The University of Wyoming is closely monitoring federal decisions that could affect its immigrant students.
After Attorney General Jeff Sessions announced this week that the Deferred Action for Childhood Arrivals, or DACA, would be phased out, University President Laurie Nichols said in a statement the school is keeping a close eye on the situation.
Nichols also said the Family Educational Rights and Privacy Act, or FERPA, will remain in place at the University of Wyoming.
This means a student's records will not be released without either written consent from
the that student, a lawfully issued subpoena, a warrant or judicial order.
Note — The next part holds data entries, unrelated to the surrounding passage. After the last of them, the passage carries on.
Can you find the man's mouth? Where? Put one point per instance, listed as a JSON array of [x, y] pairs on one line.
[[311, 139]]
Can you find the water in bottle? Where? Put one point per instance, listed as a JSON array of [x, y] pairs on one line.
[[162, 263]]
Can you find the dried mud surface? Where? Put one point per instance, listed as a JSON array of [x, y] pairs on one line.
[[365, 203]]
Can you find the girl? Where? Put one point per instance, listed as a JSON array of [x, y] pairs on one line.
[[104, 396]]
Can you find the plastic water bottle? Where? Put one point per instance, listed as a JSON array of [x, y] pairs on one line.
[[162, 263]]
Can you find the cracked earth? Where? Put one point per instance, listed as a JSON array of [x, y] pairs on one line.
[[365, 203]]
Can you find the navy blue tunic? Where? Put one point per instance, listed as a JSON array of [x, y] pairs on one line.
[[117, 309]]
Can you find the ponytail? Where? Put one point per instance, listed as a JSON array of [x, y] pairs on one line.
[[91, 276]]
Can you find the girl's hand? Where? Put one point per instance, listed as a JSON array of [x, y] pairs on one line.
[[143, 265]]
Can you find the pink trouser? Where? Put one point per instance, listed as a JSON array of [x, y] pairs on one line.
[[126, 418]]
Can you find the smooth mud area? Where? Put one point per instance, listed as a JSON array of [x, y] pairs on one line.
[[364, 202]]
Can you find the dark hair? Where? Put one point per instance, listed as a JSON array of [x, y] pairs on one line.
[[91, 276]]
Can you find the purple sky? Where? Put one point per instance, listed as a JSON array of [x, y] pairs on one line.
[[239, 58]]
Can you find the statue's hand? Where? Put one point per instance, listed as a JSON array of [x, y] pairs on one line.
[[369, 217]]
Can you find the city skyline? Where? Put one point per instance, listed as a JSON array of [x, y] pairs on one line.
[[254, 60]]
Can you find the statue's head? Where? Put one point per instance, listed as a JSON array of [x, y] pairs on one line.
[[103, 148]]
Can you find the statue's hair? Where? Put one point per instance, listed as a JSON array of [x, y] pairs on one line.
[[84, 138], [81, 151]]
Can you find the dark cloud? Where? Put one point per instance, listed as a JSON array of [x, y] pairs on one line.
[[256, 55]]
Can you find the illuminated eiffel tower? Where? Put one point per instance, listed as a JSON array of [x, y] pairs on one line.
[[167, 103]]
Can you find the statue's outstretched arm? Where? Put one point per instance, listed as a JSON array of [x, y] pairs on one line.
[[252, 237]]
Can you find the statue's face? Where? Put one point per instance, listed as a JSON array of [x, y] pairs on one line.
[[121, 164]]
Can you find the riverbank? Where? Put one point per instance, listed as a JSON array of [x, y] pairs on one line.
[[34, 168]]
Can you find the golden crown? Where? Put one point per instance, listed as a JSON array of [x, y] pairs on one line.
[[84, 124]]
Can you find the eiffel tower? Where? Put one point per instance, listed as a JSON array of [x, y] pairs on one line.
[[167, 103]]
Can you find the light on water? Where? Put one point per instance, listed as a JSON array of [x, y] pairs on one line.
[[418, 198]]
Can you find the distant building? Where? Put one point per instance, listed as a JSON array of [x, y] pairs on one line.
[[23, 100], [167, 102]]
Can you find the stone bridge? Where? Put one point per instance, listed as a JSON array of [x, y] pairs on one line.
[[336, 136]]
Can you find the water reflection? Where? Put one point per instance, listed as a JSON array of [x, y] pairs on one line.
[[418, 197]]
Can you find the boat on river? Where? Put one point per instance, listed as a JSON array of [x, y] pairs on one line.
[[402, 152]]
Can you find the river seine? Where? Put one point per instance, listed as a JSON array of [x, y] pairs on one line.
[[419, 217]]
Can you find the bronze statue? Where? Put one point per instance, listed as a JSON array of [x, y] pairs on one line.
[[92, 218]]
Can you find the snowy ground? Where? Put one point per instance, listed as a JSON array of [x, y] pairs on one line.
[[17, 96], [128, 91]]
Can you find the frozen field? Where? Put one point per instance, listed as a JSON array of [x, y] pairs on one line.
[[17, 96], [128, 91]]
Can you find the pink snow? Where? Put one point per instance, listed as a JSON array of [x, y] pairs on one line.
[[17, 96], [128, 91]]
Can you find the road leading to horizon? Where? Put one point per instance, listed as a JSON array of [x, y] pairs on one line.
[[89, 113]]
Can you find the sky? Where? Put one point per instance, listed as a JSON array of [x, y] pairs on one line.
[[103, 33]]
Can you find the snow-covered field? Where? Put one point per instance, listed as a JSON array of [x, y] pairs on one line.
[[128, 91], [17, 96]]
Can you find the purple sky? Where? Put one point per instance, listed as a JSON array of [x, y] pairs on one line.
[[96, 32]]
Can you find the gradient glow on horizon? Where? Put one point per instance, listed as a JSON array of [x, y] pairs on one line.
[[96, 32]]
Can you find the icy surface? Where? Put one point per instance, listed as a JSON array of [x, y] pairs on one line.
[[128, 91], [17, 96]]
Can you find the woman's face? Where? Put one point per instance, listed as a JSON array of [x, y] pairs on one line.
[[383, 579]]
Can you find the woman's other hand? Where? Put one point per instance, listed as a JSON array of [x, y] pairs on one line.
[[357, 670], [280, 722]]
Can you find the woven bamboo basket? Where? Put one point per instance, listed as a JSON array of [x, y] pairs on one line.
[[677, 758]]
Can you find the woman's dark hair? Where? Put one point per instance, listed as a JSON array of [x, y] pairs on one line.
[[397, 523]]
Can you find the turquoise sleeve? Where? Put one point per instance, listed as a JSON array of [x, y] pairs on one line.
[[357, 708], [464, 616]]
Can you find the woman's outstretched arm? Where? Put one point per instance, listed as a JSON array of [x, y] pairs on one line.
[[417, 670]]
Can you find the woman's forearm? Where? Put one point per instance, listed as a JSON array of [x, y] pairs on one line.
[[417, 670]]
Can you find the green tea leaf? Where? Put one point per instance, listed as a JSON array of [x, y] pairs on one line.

However, because of the Patriot Act of 2001, it’s not clear whether FERPA rights could be waived if agencies like Homeland Security, or Immigration and Customs Enforcement, requested those records.
Nichols encouraged UW students and employees affected by the DACA changes to contact the College of Law’s Adam Severson, who currently works as the Robert J Golten Fellow and has been tasked with providing legal information related to immigration issues. He said it’s been a busy time.
“A lot of reading, a lot of getting up to date on what’s happened as a consequence of the administration’s announcement yesterday regarding DACA,” Severson said. “Information is coming fast and furious, much of it is accurate, some of it is almost certainly not. So I’ve just been spending time getting educated and answering questions from affected students and from some faculty.”
It’s hard to know how many DACA students attend UW, since the university doesn't have to obtain that information from students, but it’s estimated that there are 621 DACA recipients across the state.